Lastly, we are encouraging nonprofit organizations to have a second training. It’s not just one training on the basics; you want to look at how to harness the potential of AI by focusing on collaboration and sharing lessons. After folks have some experience, bring it back together for a deeper session on using AI tools within a team workflow or organizational workflow.

This is where you’ll see real adoption and the biggest benefits: when people learn from each other’s use cases and integrate AI into everyday processes. By following these steps — communication, planning, piloting, due diligence, and training — you weave governance into the actual implementation. It ensures everyone is involved, risks are managed, and your AI adoption is aligned with your mission from the start.

Carolyn Woodard: I want to briefly acknowledge the great conversation going on in chat around the ethics of using AI at all. Great comments.

I think there are some emerging consortiums in philanthropy and the nonprofit sector around using AI for the good of the planet and people, versus the for-profit bent of AI right now, and that’s something that philanthropy can really speak to. That’s a bit of a separate conversation, but I just wanted to acknowledge it, and there are some resources out there I’m going to try to pull up and share.

What is AI Governance?

I wanted to move on to what is AI governance, just to make sure we’re level-setting here.

These are all questions your organization needs to wrestle with: who decides what your AI policy is? Is it a leader? Is it an all-staff decision? Who decides what tools get used? You may want something very specific, like a list of approved tools only, or you might want something more flexible for different teams with different tasks — more around principles, like “this is how we choose a tool.”

Who purchases or owns the tools? Who decides on AI access to files? How do you monitor risks? Who is responsible when something goes wrong? How does your policy stay current? How often do you revisit it? How does your staff know what the policy is? We had that question in our poll about having a policy that staff are using and know where to find.

These aren’t prescriptive answers. These are questions you need to take back to your organization and sit with. How do you make these decisions?

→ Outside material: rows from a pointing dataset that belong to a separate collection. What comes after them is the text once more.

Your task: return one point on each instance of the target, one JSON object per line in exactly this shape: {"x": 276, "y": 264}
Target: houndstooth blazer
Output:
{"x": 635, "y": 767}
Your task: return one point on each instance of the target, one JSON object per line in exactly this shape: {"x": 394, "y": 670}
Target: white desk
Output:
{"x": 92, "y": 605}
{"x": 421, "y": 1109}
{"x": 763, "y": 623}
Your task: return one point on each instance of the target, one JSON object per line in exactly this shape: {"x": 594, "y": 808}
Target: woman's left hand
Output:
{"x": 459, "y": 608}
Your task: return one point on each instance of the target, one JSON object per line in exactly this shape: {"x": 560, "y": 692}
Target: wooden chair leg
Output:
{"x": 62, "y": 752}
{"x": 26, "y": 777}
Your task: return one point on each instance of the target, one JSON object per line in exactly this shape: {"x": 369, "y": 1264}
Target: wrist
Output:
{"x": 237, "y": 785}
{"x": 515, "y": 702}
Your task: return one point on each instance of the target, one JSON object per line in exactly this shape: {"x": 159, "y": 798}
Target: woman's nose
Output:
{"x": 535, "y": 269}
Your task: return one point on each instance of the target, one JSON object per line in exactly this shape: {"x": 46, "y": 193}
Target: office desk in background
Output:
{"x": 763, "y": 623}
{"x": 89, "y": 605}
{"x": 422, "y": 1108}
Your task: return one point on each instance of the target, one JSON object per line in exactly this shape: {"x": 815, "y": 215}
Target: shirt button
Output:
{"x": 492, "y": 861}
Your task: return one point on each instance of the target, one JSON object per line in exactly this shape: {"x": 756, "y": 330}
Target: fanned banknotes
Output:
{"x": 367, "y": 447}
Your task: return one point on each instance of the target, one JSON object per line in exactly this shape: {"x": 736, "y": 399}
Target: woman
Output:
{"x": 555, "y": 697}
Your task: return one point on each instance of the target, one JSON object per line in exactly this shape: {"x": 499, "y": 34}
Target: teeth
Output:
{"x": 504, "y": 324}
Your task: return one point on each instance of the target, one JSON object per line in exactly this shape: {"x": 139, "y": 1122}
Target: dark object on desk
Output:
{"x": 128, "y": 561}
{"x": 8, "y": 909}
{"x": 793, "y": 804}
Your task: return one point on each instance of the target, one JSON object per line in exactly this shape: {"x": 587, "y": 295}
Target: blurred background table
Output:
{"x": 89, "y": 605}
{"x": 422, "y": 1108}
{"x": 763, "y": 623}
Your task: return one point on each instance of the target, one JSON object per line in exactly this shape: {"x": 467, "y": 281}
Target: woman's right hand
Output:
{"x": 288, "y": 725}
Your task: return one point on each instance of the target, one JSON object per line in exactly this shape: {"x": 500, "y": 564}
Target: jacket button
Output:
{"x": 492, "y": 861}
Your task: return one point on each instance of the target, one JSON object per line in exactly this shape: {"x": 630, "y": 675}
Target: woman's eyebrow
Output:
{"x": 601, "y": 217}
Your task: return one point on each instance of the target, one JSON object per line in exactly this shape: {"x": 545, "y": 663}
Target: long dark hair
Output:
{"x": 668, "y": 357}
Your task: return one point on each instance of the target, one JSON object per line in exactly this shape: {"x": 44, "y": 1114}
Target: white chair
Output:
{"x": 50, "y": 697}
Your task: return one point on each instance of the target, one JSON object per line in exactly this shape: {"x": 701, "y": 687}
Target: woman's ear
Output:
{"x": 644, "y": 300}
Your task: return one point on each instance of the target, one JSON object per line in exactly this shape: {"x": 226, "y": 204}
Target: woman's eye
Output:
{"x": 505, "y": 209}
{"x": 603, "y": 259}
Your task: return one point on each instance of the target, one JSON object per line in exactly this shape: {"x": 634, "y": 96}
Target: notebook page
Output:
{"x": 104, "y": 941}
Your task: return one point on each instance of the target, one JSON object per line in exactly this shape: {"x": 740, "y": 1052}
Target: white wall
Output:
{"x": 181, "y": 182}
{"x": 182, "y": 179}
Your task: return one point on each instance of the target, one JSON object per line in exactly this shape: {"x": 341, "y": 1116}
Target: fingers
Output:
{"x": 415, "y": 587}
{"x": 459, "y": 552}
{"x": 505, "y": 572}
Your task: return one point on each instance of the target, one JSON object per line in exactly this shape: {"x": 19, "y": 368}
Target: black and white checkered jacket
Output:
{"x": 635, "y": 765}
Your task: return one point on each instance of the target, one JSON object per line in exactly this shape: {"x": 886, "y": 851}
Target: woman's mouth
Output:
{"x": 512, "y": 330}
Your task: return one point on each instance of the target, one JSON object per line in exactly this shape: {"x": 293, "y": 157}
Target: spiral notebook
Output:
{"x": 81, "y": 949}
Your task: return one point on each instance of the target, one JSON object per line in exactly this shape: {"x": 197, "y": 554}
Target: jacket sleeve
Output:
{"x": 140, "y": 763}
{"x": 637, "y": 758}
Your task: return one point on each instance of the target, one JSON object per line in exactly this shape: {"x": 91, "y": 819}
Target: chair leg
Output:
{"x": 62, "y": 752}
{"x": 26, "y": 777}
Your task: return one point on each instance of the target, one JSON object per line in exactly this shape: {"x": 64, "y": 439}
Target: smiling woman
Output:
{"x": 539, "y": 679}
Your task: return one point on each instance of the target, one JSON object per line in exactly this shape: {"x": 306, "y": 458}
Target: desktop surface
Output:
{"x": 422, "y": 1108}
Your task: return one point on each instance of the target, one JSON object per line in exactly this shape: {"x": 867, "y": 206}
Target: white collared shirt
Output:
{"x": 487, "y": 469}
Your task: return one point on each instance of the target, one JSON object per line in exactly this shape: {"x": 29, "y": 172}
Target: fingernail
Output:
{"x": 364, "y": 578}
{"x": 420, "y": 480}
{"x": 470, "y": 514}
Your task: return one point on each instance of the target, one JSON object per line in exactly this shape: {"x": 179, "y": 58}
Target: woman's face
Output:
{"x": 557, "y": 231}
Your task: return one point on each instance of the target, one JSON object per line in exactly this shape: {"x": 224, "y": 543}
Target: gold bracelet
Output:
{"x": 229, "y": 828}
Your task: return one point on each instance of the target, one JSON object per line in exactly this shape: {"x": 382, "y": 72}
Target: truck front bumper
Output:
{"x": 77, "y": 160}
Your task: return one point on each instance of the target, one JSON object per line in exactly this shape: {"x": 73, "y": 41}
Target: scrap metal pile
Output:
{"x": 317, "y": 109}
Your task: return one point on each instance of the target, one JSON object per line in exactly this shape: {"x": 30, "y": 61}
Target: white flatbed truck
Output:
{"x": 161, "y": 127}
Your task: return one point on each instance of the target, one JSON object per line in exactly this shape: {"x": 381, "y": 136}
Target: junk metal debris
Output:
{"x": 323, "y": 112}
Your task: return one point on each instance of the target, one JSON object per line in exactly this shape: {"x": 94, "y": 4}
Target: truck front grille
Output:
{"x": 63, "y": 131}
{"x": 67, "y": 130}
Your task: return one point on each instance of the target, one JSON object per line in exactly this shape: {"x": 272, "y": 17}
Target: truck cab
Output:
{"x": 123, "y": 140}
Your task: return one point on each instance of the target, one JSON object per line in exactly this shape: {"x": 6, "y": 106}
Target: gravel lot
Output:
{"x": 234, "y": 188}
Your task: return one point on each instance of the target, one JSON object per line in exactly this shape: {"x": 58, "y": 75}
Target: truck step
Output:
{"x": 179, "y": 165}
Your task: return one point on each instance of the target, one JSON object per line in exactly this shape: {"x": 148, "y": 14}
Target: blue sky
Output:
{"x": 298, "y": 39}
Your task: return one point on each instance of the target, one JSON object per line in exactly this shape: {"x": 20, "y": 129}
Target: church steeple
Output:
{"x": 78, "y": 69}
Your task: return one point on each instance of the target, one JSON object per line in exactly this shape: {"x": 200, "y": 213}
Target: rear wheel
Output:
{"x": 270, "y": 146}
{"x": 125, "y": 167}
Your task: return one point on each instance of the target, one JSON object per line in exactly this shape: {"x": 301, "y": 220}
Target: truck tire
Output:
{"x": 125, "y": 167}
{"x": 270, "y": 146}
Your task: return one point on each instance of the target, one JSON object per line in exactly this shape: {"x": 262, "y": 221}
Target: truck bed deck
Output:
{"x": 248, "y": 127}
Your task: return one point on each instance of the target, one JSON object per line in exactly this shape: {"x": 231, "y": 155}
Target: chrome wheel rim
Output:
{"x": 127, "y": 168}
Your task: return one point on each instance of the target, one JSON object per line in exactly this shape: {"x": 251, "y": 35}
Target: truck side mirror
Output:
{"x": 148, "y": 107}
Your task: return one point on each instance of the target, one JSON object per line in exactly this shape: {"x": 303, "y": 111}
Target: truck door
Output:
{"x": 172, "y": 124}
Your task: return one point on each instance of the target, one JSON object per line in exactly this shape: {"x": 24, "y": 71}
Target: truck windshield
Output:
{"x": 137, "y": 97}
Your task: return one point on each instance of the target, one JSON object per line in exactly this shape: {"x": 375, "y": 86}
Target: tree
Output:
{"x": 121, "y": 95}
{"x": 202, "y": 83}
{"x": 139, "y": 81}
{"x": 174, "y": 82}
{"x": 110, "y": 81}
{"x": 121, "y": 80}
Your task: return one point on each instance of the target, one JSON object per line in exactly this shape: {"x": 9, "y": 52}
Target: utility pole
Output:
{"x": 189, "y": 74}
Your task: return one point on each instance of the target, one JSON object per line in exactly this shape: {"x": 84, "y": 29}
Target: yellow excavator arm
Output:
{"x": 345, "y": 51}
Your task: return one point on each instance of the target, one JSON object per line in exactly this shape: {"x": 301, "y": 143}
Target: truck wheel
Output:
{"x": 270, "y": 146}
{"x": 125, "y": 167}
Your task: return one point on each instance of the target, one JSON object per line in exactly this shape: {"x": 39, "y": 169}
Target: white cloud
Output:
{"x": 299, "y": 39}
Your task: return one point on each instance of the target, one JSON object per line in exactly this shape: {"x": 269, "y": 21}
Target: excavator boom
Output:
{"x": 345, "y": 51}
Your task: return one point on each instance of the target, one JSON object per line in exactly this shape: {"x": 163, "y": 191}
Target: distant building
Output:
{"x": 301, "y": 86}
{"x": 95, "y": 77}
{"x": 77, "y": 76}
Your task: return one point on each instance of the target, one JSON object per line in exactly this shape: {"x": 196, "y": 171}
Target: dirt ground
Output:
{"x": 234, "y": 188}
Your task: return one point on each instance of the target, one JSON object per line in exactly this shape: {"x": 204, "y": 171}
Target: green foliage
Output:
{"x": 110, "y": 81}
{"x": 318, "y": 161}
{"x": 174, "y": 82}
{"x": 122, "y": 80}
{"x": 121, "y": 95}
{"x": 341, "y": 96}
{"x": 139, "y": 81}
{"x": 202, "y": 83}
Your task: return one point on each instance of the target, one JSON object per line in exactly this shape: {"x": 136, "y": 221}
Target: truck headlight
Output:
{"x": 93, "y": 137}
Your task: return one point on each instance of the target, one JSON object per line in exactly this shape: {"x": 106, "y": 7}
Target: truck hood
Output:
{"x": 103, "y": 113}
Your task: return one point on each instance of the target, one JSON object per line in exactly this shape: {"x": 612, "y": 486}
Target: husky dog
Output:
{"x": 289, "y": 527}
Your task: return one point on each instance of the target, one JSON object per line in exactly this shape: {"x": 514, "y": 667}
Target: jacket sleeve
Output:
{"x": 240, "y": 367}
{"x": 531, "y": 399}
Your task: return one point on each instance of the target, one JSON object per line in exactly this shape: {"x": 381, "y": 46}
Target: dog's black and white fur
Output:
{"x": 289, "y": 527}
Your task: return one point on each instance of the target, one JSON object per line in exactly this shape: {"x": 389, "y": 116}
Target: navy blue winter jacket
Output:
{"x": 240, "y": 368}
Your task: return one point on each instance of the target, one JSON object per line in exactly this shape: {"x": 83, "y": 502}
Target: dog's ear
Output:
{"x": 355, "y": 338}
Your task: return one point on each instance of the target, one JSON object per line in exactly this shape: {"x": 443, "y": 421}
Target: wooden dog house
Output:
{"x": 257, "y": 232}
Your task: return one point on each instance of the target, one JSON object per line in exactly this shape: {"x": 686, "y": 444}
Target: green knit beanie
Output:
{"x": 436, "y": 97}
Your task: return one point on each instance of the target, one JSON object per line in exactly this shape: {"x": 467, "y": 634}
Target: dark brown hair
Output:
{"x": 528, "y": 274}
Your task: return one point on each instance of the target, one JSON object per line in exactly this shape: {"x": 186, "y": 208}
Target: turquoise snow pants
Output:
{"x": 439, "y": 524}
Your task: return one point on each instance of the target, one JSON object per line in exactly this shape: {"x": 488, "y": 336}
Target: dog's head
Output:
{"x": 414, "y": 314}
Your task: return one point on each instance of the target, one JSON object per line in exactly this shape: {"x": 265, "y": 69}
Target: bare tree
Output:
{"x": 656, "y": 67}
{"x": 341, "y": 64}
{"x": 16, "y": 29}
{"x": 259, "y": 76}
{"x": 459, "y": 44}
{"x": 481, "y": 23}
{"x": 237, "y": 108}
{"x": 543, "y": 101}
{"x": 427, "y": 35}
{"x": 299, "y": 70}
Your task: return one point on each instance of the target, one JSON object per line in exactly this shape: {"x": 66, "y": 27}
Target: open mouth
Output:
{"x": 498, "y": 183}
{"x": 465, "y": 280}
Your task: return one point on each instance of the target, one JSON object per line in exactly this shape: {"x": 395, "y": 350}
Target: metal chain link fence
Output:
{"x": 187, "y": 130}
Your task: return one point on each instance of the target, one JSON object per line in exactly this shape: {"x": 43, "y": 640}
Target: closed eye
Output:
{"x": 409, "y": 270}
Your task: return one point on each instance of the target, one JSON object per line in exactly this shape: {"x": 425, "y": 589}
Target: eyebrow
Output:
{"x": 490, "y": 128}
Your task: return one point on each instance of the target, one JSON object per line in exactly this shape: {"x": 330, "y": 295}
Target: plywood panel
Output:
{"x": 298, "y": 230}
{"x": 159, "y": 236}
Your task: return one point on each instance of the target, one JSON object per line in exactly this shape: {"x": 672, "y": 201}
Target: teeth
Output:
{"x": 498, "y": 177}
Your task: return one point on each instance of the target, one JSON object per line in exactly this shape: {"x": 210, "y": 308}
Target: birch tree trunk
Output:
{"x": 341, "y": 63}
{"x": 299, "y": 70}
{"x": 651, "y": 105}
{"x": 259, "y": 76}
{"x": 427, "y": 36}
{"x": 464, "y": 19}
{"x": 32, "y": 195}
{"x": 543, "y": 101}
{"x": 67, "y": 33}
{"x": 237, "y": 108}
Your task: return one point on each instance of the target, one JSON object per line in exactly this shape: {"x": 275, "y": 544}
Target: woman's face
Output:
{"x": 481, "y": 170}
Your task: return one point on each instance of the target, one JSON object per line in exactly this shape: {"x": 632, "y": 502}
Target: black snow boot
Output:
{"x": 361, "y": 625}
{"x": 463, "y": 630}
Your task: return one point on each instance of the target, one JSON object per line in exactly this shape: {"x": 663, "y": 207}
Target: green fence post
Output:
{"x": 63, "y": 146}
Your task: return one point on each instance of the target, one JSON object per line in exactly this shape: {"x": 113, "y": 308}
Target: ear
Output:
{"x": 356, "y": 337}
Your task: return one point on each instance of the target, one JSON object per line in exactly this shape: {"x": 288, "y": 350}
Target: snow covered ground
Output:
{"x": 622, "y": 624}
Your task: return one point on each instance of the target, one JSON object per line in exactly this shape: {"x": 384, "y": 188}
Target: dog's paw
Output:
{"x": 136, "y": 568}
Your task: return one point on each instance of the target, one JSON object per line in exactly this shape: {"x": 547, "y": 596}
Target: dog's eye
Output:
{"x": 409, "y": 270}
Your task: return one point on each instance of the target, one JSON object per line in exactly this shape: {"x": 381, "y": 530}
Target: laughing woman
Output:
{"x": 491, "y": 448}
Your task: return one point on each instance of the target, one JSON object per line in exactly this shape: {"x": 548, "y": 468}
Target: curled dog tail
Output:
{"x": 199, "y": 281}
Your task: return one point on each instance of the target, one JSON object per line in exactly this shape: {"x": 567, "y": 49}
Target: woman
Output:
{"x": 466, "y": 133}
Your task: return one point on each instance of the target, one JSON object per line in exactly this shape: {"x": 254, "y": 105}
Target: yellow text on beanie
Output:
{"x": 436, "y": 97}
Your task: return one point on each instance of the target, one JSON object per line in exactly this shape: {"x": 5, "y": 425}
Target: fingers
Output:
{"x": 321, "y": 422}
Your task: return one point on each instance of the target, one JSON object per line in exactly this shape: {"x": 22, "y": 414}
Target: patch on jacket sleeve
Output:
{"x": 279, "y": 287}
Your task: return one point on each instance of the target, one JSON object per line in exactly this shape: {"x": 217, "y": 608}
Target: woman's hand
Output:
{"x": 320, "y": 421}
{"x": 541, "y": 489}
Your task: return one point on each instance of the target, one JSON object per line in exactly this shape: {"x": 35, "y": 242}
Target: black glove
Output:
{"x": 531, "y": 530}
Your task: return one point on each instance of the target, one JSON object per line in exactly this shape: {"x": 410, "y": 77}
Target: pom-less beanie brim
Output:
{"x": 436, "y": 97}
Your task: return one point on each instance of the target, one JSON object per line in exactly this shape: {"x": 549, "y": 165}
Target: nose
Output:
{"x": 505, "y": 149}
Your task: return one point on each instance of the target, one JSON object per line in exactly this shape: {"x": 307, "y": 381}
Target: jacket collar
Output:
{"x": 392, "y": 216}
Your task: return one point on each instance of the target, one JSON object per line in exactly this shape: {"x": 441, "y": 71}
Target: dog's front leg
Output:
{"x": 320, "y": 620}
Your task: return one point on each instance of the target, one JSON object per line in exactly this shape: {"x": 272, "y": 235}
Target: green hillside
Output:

And along with those decisions come some AI risks that nonprofits should know about. Data privacy: what is shared, what’s accessible. As we said earlier, it’s hard to justify a paid license when a free version is right there, but that free version carries a lot of risk when you’re uploading documents or making queries.

Cybersecurity vulnerabilities may increase because you’re using AI, or because hackers are using AI and have more access to what you’re doing. Shadow AI: staff using a whole bunch of different tools brings risk.

Bias and equity issues: which tools you’re using, how they were trained, whether they’re harming or enabling the communities you care about. These are questions that really speak to your values as a nonprofit.

Vendor commitment and tool churn: what’s your investment? How would you migrate if you change your mind? What if that vendor goes out of business? We’re in the middle of a bubble right now, with a lot of consolidation and market forces going on. You might commit to a tool and six months later it goes belly up.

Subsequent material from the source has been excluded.